It seemed so swift and sudden, the way Interior Secretary Gale Norton resigned back in early March.
It wasn’t like the other resignations from President George Bush’s Cabinet. Everyone in town knew that then-Secretary of State Colin Powell was the administration’s foreign policy odd-man-out before Powell announced he would leave at the end of the first term. As to former Treasury secretaries Paul O’Neill and John Snow, there was so much leakage from the White House speculating about — and encouraging — their departures, that the torrent alone could have swept them from office.
There was nothing like that with Norton. Not a hint of displeasure had seeped out of the White House. Almost up to the day she quit, Norton had been setting policies, making plans, acting as though she’d enlisted for the duration.
And then — bloop! She was gone, ready, she said, to return to the West and to the private sector, though apparently she had no specific job lined up.
So a few tongues wagged: Did she jump, or was she pushed? There was this investigation into whether disgraced lobbyist Jack Abramoff had exerted undue influence over Interior via Norton’s top deputy at the department, J. Steven Griles, and one of her close friends, Italia Federici.
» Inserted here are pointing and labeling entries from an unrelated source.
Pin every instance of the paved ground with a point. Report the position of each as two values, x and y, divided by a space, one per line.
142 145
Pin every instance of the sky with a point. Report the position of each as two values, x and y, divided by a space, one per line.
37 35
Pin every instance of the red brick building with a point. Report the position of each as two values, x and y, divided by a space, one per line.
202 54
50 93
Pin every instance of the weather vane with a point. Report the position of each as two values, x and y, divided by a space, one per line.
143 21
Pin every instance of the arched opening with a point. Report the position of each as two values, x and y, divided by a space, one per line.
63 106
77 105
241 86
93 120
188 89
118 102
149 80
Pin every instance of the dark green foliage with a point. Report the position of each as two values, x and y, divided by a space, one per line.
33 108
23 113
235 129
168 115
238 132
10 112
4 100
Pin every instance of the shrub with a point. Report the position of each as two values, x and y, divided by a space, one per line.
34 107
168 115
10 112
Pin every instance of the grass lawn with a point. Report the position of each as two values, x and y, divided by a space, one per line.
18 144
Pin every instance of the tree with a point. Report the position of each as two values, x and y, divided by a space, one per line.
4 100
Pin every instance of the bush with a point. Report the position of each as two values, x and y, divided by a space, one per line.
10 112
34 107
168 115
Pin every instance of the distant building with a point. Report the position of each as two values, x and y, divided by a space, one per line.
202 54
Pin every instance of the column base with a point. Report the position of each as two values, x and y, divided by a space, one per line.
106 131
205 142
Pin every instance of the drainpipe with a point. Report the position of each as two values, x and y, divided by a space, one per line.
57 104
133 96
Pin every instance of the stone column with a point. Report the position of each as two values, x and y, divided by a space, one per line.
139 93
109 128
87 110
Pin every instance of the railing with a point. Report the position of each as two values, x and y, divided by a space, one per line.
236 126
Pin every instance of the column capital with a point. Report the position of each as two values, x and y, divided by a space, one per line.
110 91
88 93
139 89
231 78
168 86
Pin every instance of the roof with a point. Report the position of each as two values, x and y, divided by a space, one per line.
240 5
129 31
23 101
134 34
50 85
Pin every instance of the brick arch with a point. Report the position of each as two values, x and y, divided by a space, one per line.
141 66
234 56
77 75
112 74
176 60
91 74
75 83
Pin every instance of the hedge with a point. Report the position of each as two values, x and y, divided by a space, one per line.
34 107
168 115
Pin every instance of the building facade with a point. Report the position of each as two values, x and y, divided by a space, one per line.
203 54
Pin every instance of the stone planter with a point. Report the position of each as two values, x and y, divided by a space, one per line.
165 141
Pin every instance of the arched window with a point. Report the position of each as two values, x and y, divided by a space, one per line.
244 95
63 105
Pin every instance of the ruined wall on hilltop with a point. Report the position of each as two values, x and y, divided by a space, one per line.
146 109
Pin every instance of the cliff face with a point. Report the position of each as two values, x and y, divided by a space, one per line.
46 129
Just what an administration with dismal approval ratings does not need — a spreading scandal involving a sitting Cabinet secretary. It would have been neither surprising nor unprecedented if some senior White House or Republican Party official had called Norton quietly one evening suggesting — no, make that commanding — her immediate departure.
We still don’t know whether that happened. But we do know that if it didn’t, whoever didn’t do it should be fired. No minimally competent political operative could read the Senate Indian Affairs Committee investigative report into the Abramoff scandal without knowing that Norton had to go. That report was not issued until June 22, but — again — only a political naïf would doubt that the Republicans running the committee, whether chairman John McCain of Arizona or someone on the staff, would have warned the higher-ups some months earlier.
The 357-page report, entitled Gimme Five, (the term Abramoff and his partner used to described some of their activities) paints a scathing and almost comical picture of sleaze surrounding, and perhaps infiltrating, the Interior Department.
The report traces the revolving money stream that we already knew about, through which Abramoff got his client Indian tribes, awash in casino money, to contribute $500,000 to the Council of Republicans for Environmental Advocacy (CREA), an organization started in 1997 (under a slightly different name) by Norton, Federici and their (and Abramoff’s) friend, conservative strategist Grover Norquist (HCN, 11/28/05: In Washington, the most outrageous sins are legal).
But the report also reaches an official, if not judicial, finding of obvious chicanery and possible criminality on Norton’s official and personal periphery. It reveals that Abramoff regularly told his clients that Griles was "our guy" in the department, that Norton was "involved" with CREA, and that the contributions to CREA were enhancing their clout at Interior.
It also asserts that CREA used tribal money "for purposes unintended by the tribes," suggesting without quite alleging that Federici was taking the tribal money and doing nothing in return.
Most damaging to Norton were the Indian Affairs Committee’s suggestions for further investigations into the truthfulness of Federici’s and Griles’ testimony. No administration will tolerate perjury trials of a Cabinet officer’s close associates.
But there’s another twist to the story. While more-than-sufficient reason to want her out, the Abramoff investigation might be only one of the reasons Bush wanted a new Interior secretary. With Norton’s replacement, former Idaho Gov. Dirk Kempthorne, the president also seems to be cutting his ties to one of Norton’s recent policy proposals — one that was only further damaging the president’s already-battered approval ratings.
Norton never officially endorsed a controversial draft of a new National Park Service management plan proposed by then Deputy Assistant Secretary Paul Hoffman. But neither did she express any reservations about its move to place recreation on a par with resource protection as Park Service policy (HCN, 11/14/05: Business booster still guides national park rules).
The latest draft, prepared since Kempthorne replaced Norton, "restores the original approach toward protection of resources of the past 90 years," says Laura Loomis, the senior director of government affairs for the National Parks and Conservation Association. "Conservation of resources comes before providing for enjoyment."
Loomis says the new version, on which Kempthorne consulted with the NPCA, also drops language calling for more "partnership" with private firms in managing the parks.
There has been no public announcement of this policy change, so there has been little reaction to it, and even less analysis of it. Jim DiPeso, the Seattle-based policy director for Republicans for Environmental Protection, noted that there was "quite a bit of push back across the board," against the Hoffman draft, much of it from retired park rangers and members of Congress, including Republicans.
"They figured, the poll ratings being what they are, what would they have to gain," DiPeso says. "It made sense to go back to policies more in line with park management tradition."
For what it is worth, Paul Hoffman is now deputy assistant secretary for performance, accountability, and human resources. That is not a policy-making position. Whether the new assignment is a demotion resulting from his earlier Park Service draft is uncertain, but a better bet than you’d find in any of those casinos that once hired Jack Abramoff.
Jon Margolis writes from Barton, Vermont.